We conclude that plaintiffs could not, on the facts and circumstances conceded by them, have reasonably construed any action allegedly taken by the Bank defendants as a recommendation of the Maidsville enterprise. We accordingly strike from the Amended Complaint all allegations bearing on the inducement claim. Cf. Goldman v. The Singer Co. (S.D.N.Y.1981) 89 F.R.D. 436, aff'd mem. (2d Cir. 1981), 661 F.2d 908.

With respect to the closing claim, while the Amended Complaint alleges no fact to support it, plaintiffs made claims during oral argument to the effect that the Banks either participated in the December 28 closing or had become aware of what there transpired before they delivered (or authorized Granville-Smith to deliver) plaintiffs' money to the Partnership. The Bank defendants, on the other hand, stoutly assert that they neither participated in, nor knew anything about what transpired at, the closing. This dispute presents a discrete issue of fact susceptible to ready solution by limited discovery. We therefore refer the matter to Magistrate Gershon with instructions to conduct expedited discovery limited to the following questions: (1) did the Bank defendants, or any of them, participate in the December 28 closing, and if not, (2) were they, or any of them, aware of Granville-Smith's alleged derelictions when plaintiffs' money was delivered to the Partnership? Cf. Credit & Finance Corp. Ltd. v. Warner & Swasey Co. (2d Cir. 1981) 638 F.2d 563, 567. Upon conclusion of such discovery, the Magistrate will report to us whether, in her opinion, plaintiffs have adduced sufficient evidence to present an issue of fact with respect to either such question. The Banks may then, if they deem it appropriate, renew their motion to dismiss the Amended Complaint.

The Boyd Defendants

There is no claim that any of the Boyd defendants ever had the slightest connection with the Southern District of New York. They are charged only with having prepared a fraudulent (or recklessly false) geological report. No fact is alleged in the Amended Complaint or was mentioned in oral argument which would suggest that any of them suspected that the Granville-Smiths or anyone else would perform an unlawful act with respect to that report or with respect to the offering in which it would be used. There is therefore no basis for charging them with engaging in a conspiracy with anyone, and venue as to them cannot be supported by any acts the Trubin Sillcocks defendants may have performed in this district. The Amended Complaint is accordingly dismissed as to the Boyd defendants for want of jurisdiction and for improper venue.[3]

The Laurita Defendants

Plaintiffs' allegations against the Laurita defendants hardly constitute a model of draftsmanship.
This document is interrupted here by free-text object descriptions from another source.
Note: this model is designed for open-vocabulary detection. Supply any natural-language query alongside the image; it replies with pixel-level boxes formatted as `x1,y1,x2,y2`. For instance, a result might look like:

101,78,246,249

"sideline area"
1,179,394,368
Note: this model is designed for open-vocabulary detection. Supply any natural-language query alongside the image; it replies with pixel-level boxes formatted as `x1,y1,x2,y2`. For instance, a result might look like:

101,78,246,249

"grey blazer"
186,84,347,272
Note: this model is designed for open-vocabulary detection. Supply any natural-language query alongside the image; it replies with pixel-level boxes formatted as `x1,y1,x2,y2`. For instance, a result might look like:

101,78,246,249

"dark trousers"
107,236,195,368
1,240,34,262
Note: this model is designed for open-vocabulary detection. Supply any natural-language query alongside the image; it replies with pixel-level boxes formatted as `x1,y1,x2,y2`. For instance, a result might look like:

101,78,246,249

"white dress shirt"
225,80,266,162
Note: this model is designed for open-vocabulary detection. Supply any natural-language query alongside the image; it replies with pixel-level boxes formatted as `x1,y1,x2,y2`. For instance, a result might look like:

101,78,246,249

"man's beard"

However, one simple fact pattern emerges therefrom (as amplified at oral argument): the Lauritas were the owners of mining properties which they were anxious to sell; after extensive fraudulent activity (of which the Lauritas may or may not have been aware and in which they may or may not have participated) the plaintiffs wound up in possession *29 of those properties now claimed to be worthless and the Lauritas wound up with plaintiffs' money. Of course, the parenthetical "may or may not" is the crux of the case against the Lauritas. All we observe at this point is that we cannot preclude the possibility that appropriate discovery might enable plaintiffs to establish: (1) that the Lauritas were guilty of fraud; and (2) that they participated in a conspiracy in the course of which the Trubin Sillcocks defendants committed acts in this district. We therefore deny the Lauritas' motion to dismiss for failure to state a claim on which relief may be granted and for improper venue, without prejudice to its renewal after the completion of appropriate discovery.[4] Cf. Credit & Finance Corp., supra.
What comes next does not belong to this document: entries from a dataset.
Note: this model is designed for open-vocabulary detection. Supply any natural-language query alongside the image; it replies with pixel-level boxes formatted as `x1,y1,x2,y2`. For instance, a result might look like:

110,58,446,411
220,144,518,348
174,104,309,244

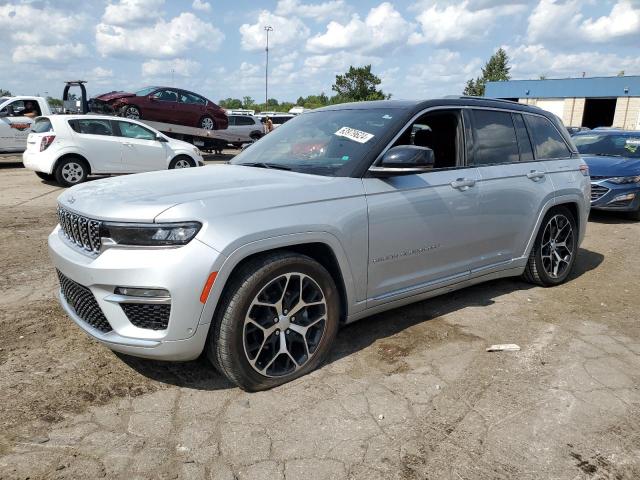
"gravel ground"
0,157,639,480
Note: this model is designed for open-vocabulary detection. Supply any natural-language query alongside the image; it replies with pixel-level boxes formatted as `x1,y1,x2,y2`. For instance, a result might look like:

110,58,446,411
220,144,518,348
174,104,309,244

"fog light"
610,193,635,203
114,287,170,298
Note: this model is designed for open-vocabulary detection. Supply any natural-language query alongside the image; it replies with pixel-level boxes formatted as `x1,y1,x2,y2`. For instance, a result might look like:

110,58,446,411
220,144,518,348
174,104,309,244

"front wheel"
207,252,340,391
199,116,216,130
121,105,141,120
523,206,578,286
54,157,88,187
169,155,196,169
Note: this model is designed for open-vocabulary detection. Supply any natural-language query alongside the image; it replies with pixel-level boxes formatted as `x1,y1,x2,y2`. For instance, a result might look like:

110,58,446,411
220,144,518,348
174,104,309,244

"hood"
582,155,640,178
93,91,136,102
56,165,361,223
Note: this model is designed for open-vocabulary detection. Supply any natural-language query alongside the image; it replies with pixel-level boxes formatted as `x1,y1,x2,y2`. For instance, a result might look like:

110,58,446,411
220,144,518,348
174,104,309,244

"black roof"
314,96,548,117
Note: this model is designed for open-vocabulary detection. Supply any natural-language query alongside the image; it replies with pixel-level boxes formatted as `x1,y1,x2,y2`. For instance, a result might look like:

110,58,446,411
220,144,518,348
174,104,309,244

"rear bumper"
23,149,56,174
With respect to the Lauritas' various procedural motions, we hold them in abeyance until discovery has been completed. While we agree that these defendants are entitled to more enlightenment as to who is claimed to have done what, we think the plaintiffs should have discovery to assist them in making the necessary specifications. As to the question of proper service on the Children's Trust, the parties can undoubtedly work that out among themselves.
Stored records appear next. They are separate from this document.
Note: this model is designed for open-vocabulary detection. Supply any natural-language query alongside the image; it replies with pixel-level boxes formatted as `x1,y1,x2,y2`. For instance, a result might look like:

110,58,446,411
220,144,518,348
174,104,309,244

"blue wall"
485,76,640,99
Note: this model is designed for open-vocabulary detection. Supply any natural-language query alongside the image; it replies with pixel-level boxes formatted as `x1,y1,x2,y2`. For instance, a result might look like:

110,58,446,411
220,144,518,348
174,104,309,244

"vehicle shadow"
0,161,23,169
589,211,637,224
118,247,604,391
The Laurita defendants have also moved to strike the RICO counts as to them. As the Supreme Court has recently observed, the RICO statute was an expression of congressional purpose to deal with organized crime's control over business enterprises of all sorts (whether legitimate or illegitimate). United States v. Turkette (1981) 452 U.S. 576, 586, 101 S. Ct. 2524, 2530, 69 L. Ed. 2d 246. See also United States v. Guiliano (2d Cir. 1981) 644 F.2d 85, 88. Nothing suggested in the Amended Complaint or at oral argument even remotely brings this case within the ambit of that purpose. The motion by the Laurita defendants to dismiss the RICO counts is accordingly granted.

Although neither the Trubin Sillcocks nor the Granville-Smith defendants have specifically moved to strike the RICO counts as to them (but as to the Granville-Smiths see infra), our reasoning would mandate that such a motion be granted if made. We therefore, on our own motion, dismiss the RICO counts as to all defendants.

The Granville-Smith Defendants

The Granville-Smith defendants, although making no formal motion, submitted an affidavit whereby they associated themselves with all the motions by the other defendants and asked that we deem them also to have moved to dismiss the complaint. Accepting the proferred affidavit as a motion to dismiss, we find it to be frivolous and deny the motion except insofar as it may be construed to seek dismissal of the RICO counts which, as noted above, we dismiss on our own motion.


In summary, we dismiss the Amended Complaint as to the Boyd defendants; strike the RICO counts in their entirety; and strike all allegations in the Amended Complaint that bear on plaintiffs' claim that the Bank defendants induced them to invest in the Partnership. Magistrate Gershon, who retains jurisdiction over discovery, is instructed to expedite discovery and report to us on the question of whether the Bank defendants participated in the December 28 closing, and, if not, whether they were aware of Granville-Smith's derelictions when plaintiffs' money was delivered to the Partnership. With respect to the Laurita defendants, the Magistrate will report to us when general discovery has been completed. The Bank and Laurita defendants may, should they deem it appropriate, renew their motions to dismiss for failure to state a claim and for improper venue after completion of discovery as set forth above.



[1] Because Maidsville is currently a debtor in possession under Chapter XI of the Bankruptcy Act, commencement of any action against it is stayed and it is not a party hereto.

[2] Plaintiffs have made no showing, and we can draw no inference, that these defendants did not believe this statement.

[3] We note in passing that plaintiffs are in no way prejudiced by this ruling. Had we found jurisdiction over the Boyds, we would have severed as to them. The simple question in the case against them which can now be tried in any jurisdiction where they may be found is: was their geological survey fraudulent or recklessly false? It would be absurd and highly prejudicial to the Boyds to encumber that simple question with all the charges and counter charges growing out of the balance of the Amended Complaint.

[4] We ask no report from the Magistrate on this question. We simply request advice as to when she deems discovery thereon to be complete.